Steak. Scallops. Shrimp. Roasted Veggies. Sauce Goals.
This is fine dining on a plate!
Ingredients:
For the Ribeye Steak:
- 1 juicy ribeye steak
- Salt & pepper
- 1 tbsp olive oil
- 1 tbsp butter
- Fresh thyme
For the Scallops & Shrimp:
- 6 scallops, patted dry
- 6–8 shrimp, peeled & deveined
- 2 tbsp butter
- 2 garlic cloves, minced
- Paprika, salt, black pepper
- Fresh parsley
For the Roasted Veggies:
- 1 cup diced sweet potatoes & carrots
- Olive oil, salt, pepper, thyme
- Roast at 400°F (200°C) for 25–30 mins
For the Dipping Sauce (Garlic Aioli):
- ½ cup mayo
- 1 garlic clove, minced
- 1 tsp lemon juice
- Salt & pepper
- Optional: touch of Dijon or horseradish
For the Pan Sauce:
- Steak drippings
- ¼ cup beef broth
- 1 tbsp Worcestershire sauce
- 1 tsp balsamic glaze or soy sauce
Instructions:
- Veggies First: Toss sweet potatoes and carrots in oil, season, and roast until golden and tender.
- Steak Time: Season steak, sear in hot skillet with oil and thyme. Add butter and baste. Cook to your preferred doneness. Rest before slicing.
- Scallops & Shrimp: In same pan, melt butter, add garlic. Sear scallops 1–2 mins per side till golden. Toss in shrimp until pink and cooked.
- Pan Sauce: Deglaze with broth and sauces. Let it reduce and thicken.

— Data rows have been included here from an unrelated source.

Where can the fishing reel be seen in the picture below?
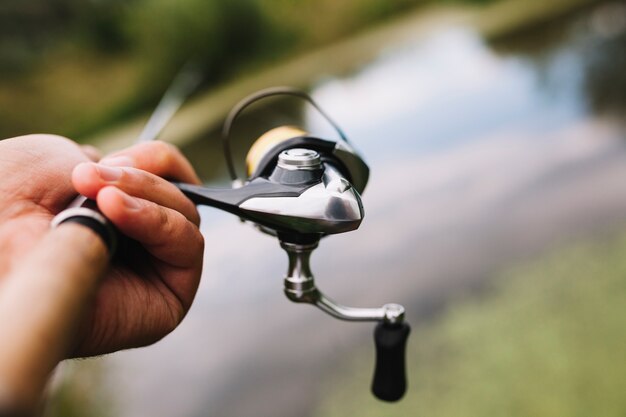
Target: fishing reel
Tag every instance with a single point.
(301, 188)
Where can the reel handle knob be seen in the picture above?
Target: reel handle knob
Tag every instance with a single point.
(389, 383)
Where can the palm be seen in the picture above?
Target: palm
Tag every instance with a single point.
(141, 298)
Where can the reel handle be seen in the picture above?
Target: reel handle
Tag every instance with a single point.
(389, 382)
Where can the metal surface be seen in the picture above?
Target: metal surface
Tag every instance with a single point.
(299, 159)
(331, 206)
(300, 288)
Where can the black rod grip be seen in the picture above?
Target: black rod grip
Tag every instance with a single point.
(389, 382)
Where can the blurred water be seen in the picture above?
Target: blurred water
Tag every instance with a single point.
(481, 155)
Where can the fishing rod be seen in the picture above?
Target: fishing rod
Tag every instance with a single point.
(299, 188)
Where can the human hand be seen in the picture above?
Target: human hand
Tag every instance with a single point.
(151, 285)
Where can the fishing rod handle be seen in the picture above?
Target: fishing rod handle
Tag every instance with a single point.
(85, 211)
(389, 383)
(46, 296)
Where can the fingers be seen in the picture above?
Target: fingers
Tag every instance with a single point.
(92, 152)
(165, 233)
(159, 158)
(90, 178)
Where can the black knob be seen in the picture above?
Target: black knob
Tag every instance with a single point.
(389, 382)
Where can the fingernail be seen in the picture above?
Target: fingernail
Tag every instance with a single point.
(109, 173)
(119, 161)
(130, 202)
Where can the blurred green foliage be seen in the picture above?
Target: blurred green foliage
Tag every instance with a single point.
(545, 340)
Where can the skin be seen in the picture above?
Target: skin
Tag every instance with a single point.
(150, 285)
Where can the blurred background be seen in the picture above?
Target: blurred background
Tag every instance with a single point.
(496, 210)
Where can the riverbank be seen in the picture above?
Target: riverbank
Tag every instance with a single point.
(545, 339)
(206, 112)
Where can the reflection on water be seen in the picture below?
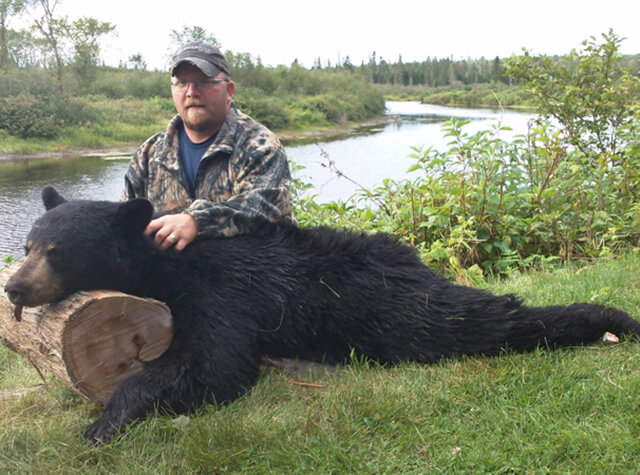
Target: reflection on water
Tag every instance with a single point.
(368, 158)
(22, 181)
(385, 152)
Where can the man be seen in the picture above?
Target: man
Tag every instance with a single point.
(214, 169)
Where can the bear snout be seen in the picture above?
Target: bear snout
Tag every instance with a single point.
(16, 292)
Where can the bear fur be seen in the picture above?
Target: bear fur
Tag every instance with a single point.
(315, 294)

- Aioli: Mix all sauce ingredients in a small bowl until creamy.
Plate it up:
Grilled steak, seared scallops, juicy shrimp, roasted veggies, creamy aioli, all drenched in savory pan sauce.
Flavor-packed. Elegant. Drool-worthy!
Perfect for special nights or when you’re feelin’ fancy!